Roma

“Io, Oliviero Beha, Dario Argento e Sabaudia”. Via Diversivo... senza schemi

Pochi giorni prima che il male avesse il sopravvento aveva pranzato al ristorante La Caravella, minimizzando sulla sua malattia

di Patrizio J. Macci

Se il nome dei luoghi contiene il destino delle persone, la strada che aveva scelto Beha a Sabaudia per vivere era la perfetta realizzazione del suo rigore di giornalista e del suo essere fuori della mischia, lontana anche dal mitico "villaggio dei giornalisti" dove risiedono i colleghi: via Diversivo.


Sabaudia l'ha frequentata e amata come molti scrittori e giornalisti romani che svacanzano in un'oasi a un tiro di schioppo da Roma, ma lontano dal carnaio di Ostia Lido.
Pochi giorni prima che il male avesse il sopravvento aveva pranzato al ristorante La Caravella, minimizzando sulla sua malattia. Rimanere vicini alle redazioni era fondamentale prima dell'avvento di internet, ma anche dopo la connessione nella località Pontina non è mai stata al top, superata la Duna e il Lago di Paola non restano che quotidiani cartacei e libri per essere informati. Un ritorno precipitoso nella Capitale era l'unica soluzione per coprire le notizie e non prendere buchi.
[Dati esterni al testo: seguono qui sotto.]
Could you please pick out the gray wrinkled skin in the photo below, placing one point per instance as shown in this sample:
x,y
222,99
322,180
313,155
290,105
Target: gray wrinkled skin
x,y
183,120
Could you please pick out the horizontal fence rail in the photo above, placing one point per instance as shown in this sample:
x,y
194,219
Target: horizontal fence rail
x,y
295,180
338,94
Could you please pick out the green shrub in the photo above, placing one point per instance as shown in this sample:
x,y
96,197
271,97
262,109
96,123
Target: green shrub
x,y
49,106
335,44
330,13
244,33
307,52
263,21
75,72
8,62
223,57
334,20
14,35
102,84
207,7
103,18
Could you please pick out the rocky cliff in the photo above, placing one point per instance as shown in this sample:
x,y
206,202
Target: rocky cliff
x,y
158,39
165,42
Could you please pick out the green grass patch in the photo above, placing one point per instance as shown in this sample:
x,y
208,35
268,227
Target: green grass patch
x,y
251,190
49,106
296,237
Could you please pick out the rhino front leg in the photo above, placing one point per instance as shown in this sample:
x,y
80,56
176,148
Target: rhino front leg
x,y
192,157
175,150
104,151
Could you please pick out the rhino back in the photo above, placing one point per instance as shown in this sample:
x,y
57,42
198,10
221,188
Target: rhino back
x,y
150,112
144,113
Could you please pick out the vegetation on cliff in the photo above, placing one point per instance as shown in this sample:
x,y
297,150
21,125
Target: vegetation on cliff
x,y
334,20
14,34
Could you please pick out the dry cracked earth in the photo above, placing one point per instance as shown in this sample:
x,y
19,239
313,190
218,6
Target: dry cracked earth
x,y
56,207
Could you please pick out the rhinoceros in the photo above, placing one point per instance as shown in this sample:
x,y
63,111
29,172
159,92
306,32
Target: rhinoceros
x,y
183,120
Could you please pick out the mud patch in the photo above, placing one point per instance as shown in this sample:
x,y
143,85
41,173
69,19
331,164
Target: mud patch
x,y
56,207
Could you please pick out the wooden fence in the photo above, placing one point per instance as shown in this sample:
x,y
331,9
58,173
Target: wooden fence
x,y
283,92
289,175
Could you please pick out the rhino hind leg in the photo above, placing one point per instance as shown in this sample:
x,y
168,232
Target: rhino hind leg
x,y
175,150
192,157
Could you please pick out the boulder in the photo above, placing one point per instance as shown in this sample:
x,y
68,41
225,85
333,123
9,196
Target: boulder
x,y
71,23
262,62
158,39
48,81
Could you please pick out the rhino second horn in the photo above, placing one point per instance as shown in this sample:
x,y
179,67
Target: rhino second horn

Il Comune di Sabaudia all'inizio del duemila aveva provato a fregiarsi della sua competenza nominandolo "uomo immagine" - una sorta di ambasciatore della cultura- non valutando bene l'indomabilità dell'uomo. Qualcosa non aveva funzionato e se n'era andato con una dichiarazione al vetriolo davanti alle telecamere, cioè -come sempre- con la verità: "La Cultura? Diamo per scontato che ci sia. Io onestamente, tranne qualche sporadica serata, non l'ho mai vista. Ma il punto è un altro. Ho accettato tempo fa, come molti ricorderanno, di fare il testimonial della cittadina. Il quesito che cercavo di porre all'Amministrazione Comunale era di come poter esportare l'immagine di Sabaudia, cioè preoccuparsi di come Sabaudia venisse vista fuori dai confini provinciali. Invece mi sono accorto che l'unica cosa di cui si preoccupavano i politici era la loro immagine. Alle mie domande facevano facce strane, come se non capissero di cosa stessi parlando. Così, alla fine, ho deciso di rinunciare all'incarico".

Beha era un gigante anche fisicamente, era impossibile non notarlo sotto al portico la mattina mentre comprava la mazzetta dei quotidiani. Dopo l'abbandono dell'incarico per qualche anno si era defilato, poi nel 2009 aveva presentato il suo libro "I nuovi mostri" in una serata pirotecnica.

Personalmente ricordo una scena indimenticabile: Beha fermo davanti a un bar il cui proprietario è un noto "fascistone" e davanti ai tavoli un tizio che inveisce cantando un motivetto partigiano. Lui se la ride e dall'angolo sbuca Dario Argento che chiacchiera con una persona. Tutti e tre fissano il gestore e lui, spaventato, ritira i tavoli e chiude la bottega in fretta e furia.